Beppe Iachini non chiude la porta a un possibile ritorno a Firenze e lo fa con parole misurate, ma tutt’altro che banali. Intervenuto a “Radio Anch’io Sport” su Rai Radio 1, l’ex allenatore viola ha parlato della situazione delicata che sta vivendo la Fiorentina, lasciando intendere come, in momenti simili, l’esperienza possa fare la differenza. “Io disponibile ad aiutare la Fiorentina? Intanto faccio l’in bocca al lupo a Paolo Vanoli, ne ha bisogno in questo momento. In questo momento non ci sono stati veri e propri contatti. Non esiterei a dare una mano, in questa situazione anche altri professionisti non rifiuterebbero”, ha spiegato Iachini, mostrando disponibilità senza forzature.
Parole che arrivano mentre l’ambiente viola è attraversato da forti tensioni, complice una classifica che vede la squadra all’ultimo posto. Un contesto che Iachini conosce bene, avendo già vissuto stagioni complicate sulla panchina della Fiorentina. La sua apertura non è una candidatura esplicita, ma il segnale di chi sente ancora forte il legame con il club e con una piazza che, nei momenti difficili, chiede risposte immediate e concrete.

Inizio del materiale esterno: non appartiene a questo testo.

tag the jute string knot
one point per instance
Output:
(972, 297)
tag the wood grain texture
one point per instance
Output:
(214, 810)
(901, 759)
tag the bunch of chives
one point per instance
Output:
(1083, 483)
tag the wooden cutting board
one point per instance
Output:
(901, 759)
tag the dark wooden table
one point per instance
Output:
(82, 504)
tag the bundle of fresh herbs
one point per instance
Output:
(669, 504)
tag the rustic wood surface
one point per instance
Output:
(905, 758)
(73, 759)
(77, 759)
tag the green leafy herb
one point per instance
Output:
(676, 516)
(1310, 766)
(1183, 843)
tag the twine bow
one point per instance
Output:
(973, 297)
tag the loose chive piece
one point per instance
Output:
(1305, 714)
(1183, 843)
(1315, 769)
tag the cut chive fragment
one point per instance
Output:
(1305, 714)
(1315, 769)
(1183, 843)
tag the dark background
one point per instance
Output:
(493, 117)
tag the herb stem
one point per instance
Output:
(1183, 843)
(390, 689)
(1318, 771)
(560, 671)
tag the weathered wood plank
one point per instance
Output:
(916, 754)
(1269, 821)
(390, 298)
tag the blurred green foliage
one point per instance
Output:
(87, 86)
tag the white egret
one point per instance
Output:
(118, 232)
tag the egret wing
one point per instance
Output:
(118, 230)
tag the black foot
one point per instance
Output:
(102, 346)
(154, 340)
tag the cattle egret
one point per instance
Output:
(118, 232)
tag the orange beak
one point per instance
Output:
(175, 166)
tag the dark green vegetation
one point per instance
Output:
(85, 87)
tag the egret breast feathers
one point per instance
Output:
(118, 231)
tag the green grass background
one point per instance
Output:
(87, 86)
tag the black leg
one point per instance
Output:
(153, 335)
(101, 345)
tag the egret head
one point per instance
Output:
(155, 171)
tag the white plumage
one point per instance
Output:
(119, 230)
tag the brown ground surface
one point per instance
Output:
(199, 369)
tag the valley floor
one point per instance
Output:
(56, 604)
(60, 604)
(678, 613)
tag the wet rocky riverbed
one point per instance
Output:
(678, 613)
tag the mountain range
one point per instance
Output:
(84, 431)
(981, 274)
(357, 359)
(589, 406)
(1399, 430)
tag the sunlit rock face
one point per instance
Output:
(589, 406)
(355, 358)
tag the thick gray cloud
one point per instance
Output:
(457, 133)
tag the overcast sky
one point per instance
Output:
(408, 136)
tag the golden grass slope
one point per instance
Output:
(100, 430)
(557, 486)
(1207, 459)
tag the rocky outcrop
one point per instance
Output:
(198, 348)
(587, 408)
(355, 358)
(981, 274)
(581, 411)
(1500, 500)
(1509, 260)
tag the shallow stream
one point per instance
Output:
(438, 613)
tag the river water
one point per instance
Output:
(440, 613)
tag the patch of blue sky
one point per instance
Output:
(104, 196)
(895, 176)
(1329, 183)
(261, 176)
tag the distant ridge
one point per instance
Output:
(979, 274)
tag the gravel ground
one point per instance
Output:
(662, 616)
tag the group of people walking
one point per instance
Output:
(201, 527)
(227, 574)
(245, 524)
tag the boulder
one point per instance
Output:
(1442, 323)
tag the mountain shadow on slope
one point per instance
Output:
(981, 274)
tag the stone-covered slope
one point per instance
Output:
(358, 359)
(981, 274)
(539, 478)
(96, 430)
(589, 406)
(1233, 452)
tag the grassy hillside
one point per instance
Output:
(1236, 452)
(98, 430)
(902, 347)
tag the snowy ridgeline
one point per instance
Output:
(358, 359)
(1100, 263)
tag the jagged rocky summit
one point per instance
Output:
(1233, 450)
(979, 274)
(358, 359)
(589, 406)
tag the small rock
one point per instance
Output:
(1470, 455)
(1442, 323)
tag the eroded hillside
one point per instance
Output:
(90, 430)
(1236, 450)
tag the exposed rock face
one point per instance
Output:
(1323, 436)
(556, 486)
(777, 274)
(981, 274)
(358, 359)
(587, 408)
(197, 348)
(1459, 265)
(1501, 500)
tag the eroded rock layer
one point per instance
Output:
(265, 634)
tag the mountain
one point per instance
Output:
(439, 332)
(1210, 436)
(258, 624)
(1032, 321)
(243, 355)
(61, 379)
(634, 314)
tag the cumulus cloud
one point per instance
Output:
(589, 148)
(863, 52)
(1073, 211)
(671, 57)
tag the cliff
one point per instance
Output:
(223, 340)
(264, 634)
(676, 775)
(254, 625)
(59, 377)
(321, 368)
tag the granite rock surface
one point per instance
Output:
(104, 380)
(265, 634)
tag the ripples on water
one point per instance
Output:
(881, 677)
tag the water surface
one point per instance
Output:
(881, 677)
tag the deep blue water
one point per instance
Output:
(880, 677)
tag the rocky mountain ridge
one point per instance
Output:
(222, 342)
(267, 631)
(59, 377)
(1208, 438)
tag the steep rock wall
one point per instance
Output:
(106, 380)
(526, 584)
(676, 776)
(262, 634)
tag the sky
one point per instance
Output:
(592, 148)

Nel corso dell’intervista, Iachini ha affrontato anche il tema legato a Fabio Paratici, nome accostato alla dirigenza viola. Il giudizio dell’ex tecnico è netto e privo di ambiguità: “Lo conosco da tanti anni. È un professionista che ha affrontato tante situazioni, sia molto positive con vittorie importanti sia anche quelle da rimettere in sesto. È una persona molto competente, se dovesse arrivare sicuramente cercherà di dare una grande mano alla società e alla squadra. Ora c’è bisogno di ricompattarsi e fare risultati”. Un passaggio che sottolinea come, oltre alle scelte tecniche, serva stabilità anche a livello societario.
Iachini ha poi analizzato la crisi della Fiorentina partendo dall’aspetto mentale, spesso determinante quando i risultati non arrivano. “Quando ti ritrovi con una classifica così, per i calciatori è una situazione anomala, di grande pressione”, ha spiegato, evidenziando come il peso delle aspettative possa incidere sulle prestazioni. “Bisogna superare difficoltà inaspettate anche a livello psicologico”, ha aggiunto, richiamando l’attenzione su un lavoro che va oltre il campo e coinvolge la testa dei giocatori.
Nonostante il quadro attuale sia complesso, Iachini intravede spiragli per una risalita. “Il mio augurio è che la situazione possa rimettersi a posto. Ci sono i margini per poter risistemare”, ha detto, ribadendo come il campionato offra ancora tempo e opportunità. La chiave, secondo lui, sta nel trovare continuità: “Serve una serie di risultati consecutivi per poter sbloccare la situazione e tornare a giocare con la giusta serenità”.
Infine, un messaggio che suona quasi come un invito a liberarsi delle paure. “Da ultima in classifica, ormai c’è consapevolezza della situazione. Ora non c’è più motivo di dover essere impauriti”. Un concetto semplice ma potente, che riassume la filosofia di chi ha spesso lavorato in contesti difficili: affrontare la realtà, compattarsi e reagire. Firenze ascolta, riflette e attende, mentre il nome di Iachini torna a riecheggiare come possibile risorsa in un momento di grande bisogno.